Lara is significant as a main character for what she is, surely– an introvert overcoming the hurdles of social awkwardness to ascend the metaphorical ladder with steady footing. However, she’s arguably, infinitely more important for what she isn’t. Lara. Isn’t. White. She falls in love (over and over and over and over and over again), lives her life, gets the guy, takes center stage, and remains Asian the entire time. Not once does Lara Jean, portrayed to perfection by Vietnamese-American actress Lana Condor, defer to a bleached-blonde rom-com stereotype with some self-deprecating remark and a floor-ward glance as she shies off to the side to let the Caucasian hero to her As-Am sidekick swoop in and descend upon her, likely equally white, love interest.
Simply put, it’s almost strange to see someone that looks like me rocking the small screen. Though, that isn’t to say that Asians blot out much of the silver screen either. Representation in any form now comes as something of a surreal shock. As far as Asian portrayals in any mainstream media goes, it’s been a long, hard fight to wrest dated stereotypes from the clutches of the slowly atrophying fingers that tend to pen Hollywood’s old stories and old prejudices alike.
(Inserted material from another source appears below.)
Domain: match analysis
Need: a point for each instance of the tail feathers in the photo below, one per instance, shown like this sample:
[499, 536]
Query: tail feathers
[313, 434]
For so long, we’ve fought for basic human decency in the crafting of these representations– to be viewed as people rather than slant-eyed caricatures with exaggerated accents. With this role, it seems as though we’ve leveled the field and emerged from the rubble, bruised, but still standing tall. Lara Jean is the protagonist. Not the stereotype. Not the nerd. Not the convenient plot device. Not the butt of the joke. Not the supporting character. It might not seem like much, but we celebrate victories, no matter how small. That isn’t to say it wasn’t a fight to get to this point, though. Jenny Han, the author of TATBILB and another Asian inspiration to be admired, writes about her brief struggle with production companies in an essay for the New York Times. “I ended up deciding to work with the only production company that agreed the main character would be played by an Asian actress,” said Han. “No one else was willing to do it. Still, I was holding my breath all the way up until shooting began because I was scared they would change their minds. They didn’t.”
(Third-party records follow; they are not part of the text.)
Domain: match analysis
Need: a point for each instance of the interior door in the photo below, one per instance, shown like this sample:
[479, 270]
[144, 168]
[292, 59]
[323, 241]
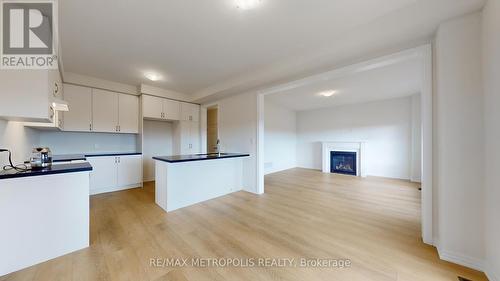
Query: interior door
[104, 173]
[79, 99]
[128, 114]
[195, 137]
[104, 111]
[212, 130]
[129, 170]
[152, 107]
The fear of working with Asian leads is evident in that hesitance, though, as it tends to be when with dealing with any other historically underrepresented minority. It’s hard to get both the marginalized face and voice out there, simply because we’re written off for being unmarketable and unrelatable before we have a fair, fighting chance to pitch ourselves. We’re often not even given fair consideration, much less an opportunity like this to prove that assumption incorrect.
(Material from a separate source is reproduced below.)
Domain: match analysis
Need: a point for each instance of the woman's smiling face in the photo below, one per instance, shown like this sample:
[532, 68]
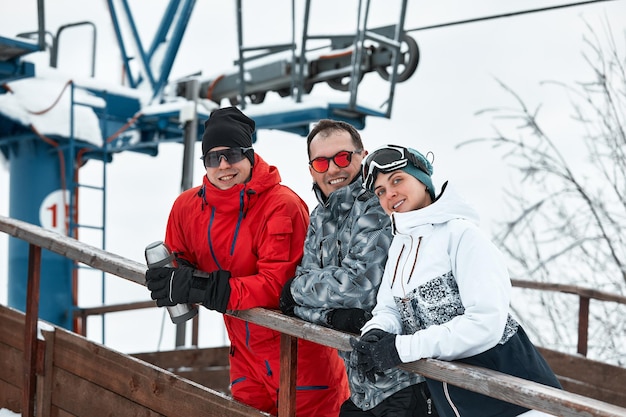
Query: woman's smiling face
[400, 192]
Things are finally starting to change, though. What Lana, Lara, TATBILB, and Jenny Han represent, more than anything else, is progress in this particular fight. They’ve wedged their collective, Asian-oriented foot in the door, and ideally, now would be the time to start surging forward behind the precedent they all set. We can look to the future now, and finally be eager to see who the spotlight will land on next with the hopes that the next face it illuminates will look just like ours.